Support community services
We intend to allocate 25% of the Foundation Fund towards the community. This allocation will be held and disbursed in the form of siacoins, and will pay for grants, bounties, hackathons, and other community-driven endeavours. Any community-run service, such as a Skynet portal, explorer or web wallet, may apply to have its costs covered by the Foundation. Upon approval, the Foundation will reimburse expenses incurred by the service, subject to the exact terms agreed to. The intent of these grants is not to provide a source of income, but rather to make such services "break even" for their operators, so that members of the community can enrich the Sia ecosystem without worrying about the impact on their own finances.
Ensure easy acquisition and storage of siacoins
Most users will acquire their siacoins via an exchange. The Foundation will provide support to Sia-compatible exchanges, and pursue relevant integrations at its discretion, such as Coinbase's new Rosetta standard. The Foundation may also release DEX software that enables trading cryptocurrencies without the need for a third party. (The Foundation itself will never operate as a money transmitter.) Increasingly, users are storing their cryptocurrency on hardware wallets. The Foundation will maintain the existing Ledger Nano S integration, and pursue further integrations at its discretion.
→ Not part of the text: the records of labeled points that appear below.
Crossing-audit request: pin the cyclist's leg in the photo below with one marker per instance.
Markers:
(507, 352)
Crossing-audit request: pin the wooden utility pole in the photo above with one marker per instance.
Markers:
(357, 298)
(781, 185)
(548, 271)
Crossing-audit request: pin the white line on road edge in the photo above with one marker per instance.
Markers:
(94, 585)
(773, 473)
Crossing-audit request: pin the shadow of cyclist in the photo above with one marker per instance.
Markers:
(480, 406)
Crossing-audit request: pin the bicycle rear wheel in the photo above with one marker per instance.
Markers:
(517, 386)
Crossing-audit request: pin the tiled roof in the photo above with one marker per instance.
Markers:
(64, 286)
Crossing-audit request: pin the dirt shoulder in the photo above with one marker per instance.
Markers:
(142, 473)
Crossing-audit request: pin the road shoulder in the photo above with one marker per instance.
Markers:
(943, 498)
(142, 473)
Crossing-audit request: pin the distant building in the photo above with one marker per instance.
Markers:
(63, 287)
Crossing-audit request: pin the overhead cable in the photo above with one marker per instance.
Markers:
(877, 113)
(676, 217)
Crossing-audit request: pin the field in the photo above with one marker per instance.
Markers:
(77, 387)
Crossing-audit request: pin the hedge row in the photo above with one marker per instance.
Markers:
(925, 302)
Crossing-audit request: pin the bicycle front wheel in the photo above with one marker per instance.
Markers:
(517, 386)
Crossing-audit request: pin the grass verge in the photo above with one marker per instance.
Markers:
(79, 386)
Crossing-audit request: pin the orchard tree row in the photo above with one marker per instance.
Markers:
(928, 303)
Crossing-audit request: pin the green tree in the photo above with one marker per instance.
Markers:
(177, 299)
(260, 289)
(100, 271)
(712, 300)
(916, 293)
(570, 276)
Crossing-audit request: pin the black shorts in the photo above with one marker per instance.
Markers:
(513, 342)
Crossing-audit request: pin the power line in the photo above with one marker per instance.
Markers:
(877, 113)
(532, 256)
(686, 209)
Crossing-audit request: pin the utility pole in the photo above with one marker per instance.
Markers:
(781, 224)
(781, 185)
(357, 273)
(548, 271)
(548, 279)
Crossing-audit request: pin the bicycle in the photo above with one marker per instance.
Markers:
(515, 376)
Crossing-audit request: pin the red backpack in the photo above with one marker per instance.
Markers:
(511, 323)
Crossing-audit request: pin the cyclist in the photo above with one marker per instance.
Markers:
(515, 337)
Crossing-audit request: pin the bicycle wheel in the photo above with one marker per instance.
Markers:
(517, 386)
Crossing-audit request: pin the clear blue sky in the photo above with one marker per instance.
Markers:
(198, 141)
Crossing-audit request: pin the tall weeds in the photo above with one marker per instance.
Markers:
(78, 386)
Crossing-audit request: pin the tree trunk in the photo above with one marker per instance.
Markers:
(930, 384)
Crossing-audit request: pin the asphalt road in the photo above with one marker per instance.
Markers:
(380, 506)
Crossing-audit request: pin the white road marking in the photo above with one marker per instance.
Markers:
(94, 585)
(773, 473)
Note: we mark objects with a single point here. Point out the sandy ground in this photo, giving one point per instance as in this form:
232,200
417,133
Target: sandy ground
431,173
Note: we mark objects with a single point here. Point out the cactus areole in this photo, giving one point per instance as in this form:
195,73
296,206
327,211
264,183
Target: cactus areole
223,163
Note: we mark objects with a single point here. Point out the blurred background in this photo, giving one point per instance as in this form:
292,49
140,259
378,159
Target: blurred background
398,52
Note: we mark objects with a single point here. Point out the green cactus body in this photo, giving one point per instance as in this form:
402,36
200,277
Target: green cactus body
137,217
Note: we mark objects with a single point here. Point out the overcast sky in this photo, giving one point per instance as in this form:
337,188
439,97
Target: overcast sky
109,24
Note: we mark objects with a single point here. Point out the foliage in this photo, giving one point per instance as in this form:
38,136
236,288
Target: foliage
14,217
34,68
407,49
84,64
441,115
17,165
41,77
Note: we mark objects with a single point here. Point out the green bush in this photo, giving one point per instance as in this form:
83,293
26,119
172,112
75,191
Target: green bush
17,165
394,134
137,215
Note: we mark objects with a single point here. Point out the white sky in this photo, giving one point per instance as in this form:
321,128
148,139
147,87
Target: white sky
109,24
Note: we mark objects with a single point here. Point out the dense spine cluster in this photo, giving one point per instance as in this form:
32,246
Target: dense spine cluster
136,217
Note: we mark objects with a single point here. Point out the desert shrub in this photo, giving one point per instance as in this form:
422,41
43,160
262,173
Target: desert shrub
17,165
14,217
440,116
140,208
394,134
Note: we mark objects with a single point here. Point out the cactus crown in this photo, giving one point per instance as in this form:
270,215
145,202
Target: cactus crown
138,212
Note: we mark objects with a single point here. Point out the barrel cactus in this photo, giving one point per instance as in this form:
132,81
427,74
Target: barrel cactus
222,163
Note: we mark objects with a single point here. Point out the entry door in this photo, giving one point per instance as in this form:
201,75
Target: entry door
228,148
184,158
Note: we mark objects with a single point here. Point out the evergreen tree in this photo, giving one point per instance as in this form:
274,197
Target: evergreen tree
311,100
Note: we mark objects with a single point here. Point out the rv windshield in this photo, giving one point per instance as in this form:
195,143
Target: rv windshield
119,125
Of course, all hardware wallets must be paired with software running on a computer or smartphone, so the Foundation will also develop and/or maintain client-side wallet software, including both full-node wallets and "lite" wallets. Community-operated wallet services, i.e. web wallets, may be funded via grants. Like core software maintenance, this responsibility will be funded in the form of developer salaries and contracting agreements.
Protect the ecosystem
When it comes to cryptocurrency security, patching software vulnerabilities is table stakes; there are significant legal and social threats that we must be mindful of as well. As such, the Foundation will earmark a portion of its fund to defend the community from legal action. The Foundation will also safeguard the network from 51% attacks and other threats to network security by implementing softforks and/or hardforks where necessary. The Foundation also intends to assist in the development of a new FOSS software license, and to solicit legal memos on various Sia-related matters, such as hosting in the United States and the EU. In a broader sense, the establishment of the Foundation makes the ecosystem more robust by transferring core development to a more neutral entity. Thanks to its funding structure, the Foundation will be immune to various forms of pressure that for-profit companies are susceptible to.
Drive adoption of Sia
Although the overriding goal of the Foundation is to make Sia the best platform it can be, all that work will be in vain if no one uses the platform. There are a number of ways the Foundation can promote Sia and get it into the hands of potential users and developers. In-person conferences are understandably far less popular now, but the Foundation can sponsor and/or participate in virtual conferences. (In-person conferences may be held in the future, permitting circumstances.) Similarly, the Foundation will provide prizes for hackathons, which may be organized by community members, Nebulous, or the Foundation itself. Lastly, partnerships with other companies in the cryptocurrency space—or the cloud storage space—are a great way to increase awareness of Sia. To handle these responsibilities, one of the early priorities of the Foundation will be to hire a marketing director.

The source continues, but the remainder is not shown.